Additionally, the government has stipulated that subscriptions to the Domestic FGN US Dollar Bond cannot be made using cash. Instead, all payments must be made through electronic transfers into designated accounts. The FAQ further clarifies that these subscriptions can be made either electronically or through financial institutions. For those intending to use balances in their domiciliary accounts, the funds must have been in the account for at least 30 days prior to the application date.

The funds raised from this bond issuance will be directed towards financing critical sectors of the Nigerian economy, as approved by the President, based on recommendations from the Minister of Finance and Coordinating Minister of the Economy. The bond carries a 9.75% annual coupon rate over a five-year period and is open to both domestic and international investors, with a minimum subscription amount of $10,000.

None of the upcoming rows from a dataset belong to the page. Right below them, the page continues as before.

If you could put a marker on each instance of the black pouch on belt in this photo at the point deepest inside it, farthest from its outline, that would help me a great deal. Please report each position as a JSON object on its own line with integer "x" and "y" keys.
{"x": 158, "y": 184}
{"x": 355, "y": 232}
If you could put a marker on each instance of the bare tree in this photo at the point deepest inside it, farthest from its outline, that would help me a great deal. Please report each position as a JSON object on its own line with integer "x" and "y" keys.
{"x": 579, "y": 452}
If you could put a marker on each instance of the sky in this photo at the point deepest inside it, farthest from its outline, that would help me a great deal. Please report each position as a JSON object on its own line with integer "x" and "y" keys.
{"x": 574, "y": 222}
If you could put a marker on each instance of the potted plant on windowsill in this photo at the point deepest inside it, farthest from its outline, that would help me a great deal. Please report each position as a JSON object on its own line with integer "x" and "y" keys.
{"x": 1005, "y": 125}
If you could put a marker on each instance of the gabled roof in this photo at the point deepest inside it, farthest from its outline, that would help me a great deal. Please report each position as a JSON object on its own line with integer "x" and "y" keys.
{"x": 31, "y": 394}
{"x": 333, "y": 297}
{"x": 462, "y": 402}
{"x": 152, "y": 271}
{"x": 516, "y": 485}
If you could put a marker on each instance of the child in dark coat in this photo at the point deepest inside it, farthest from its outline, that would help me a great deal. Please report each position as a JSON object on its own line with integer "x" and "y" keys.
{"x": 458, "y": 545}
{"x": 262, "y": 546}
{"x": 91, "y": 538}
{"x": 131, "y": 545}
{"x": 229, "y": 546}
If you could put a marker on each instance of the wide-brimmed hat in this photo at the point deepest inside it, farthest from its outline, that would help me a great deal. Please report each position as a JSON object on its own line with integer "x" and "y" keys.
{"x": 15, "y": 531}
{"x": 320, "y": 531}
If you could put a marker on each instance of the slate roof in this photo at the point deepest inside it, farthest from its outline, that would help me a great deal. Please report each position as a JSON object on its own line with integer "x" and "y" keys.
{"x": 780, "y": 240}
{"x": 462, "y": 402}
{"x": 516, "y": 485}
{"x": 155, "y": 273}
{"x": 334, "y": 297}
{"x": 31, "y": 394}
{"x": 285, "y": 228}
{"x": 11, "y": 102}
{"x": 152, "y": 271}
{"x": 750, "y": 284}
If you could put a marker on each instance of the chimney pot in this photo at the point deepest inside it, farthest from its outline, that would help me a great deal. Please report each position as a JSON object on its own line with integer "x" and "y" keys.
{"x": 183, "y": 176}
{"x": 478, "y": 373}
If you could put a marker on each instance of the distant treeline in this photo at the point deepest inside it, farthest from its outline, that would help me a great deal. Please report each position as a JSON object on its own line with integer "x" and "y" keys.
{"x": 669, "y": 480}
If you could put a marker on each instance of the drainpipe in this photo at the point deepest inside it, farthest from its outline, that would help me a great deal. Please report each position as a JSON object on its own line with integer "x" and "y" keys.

This bond differs from traditional Eurobonds primarily in its accessibility, requiring a lower entry threshold of $10,000 compared to the typical $200,000 needed for Eurobonds. It is also recognized by the Central Bank of Nigeria as a liquid asset, making it eligible for inclusion in banks’ liquidity ratio calculations and suitable for pension fund portfolios.

One of the bond’s key attractions is its tax-exempt status. According to the DMO, income derived from these bonds is exempt from Companies Income Tax, Personal Income Tax, and Capital Gains Tax, making it an appealing investment opportunity. Moreover, the bonds will be listed on the Nigerian Exchange Limited and the FMDQ Securities Exchange Limited, providing investors with liquidity options before the bond matures.

The bond auction will remain open until August 30, 2024, offering investors ample time to participate. The settlement date, when purchases will be confirmed and interest will start accruing, is set for September 6, 2024.

Wale Edun, the Minister of Finance and Coordinating Minister of the Economy, has previously stated that the $500 million domestic dollar bond is expected to boost Nigeria’s external reserves and contribute to stabilizing the foreign exchange market.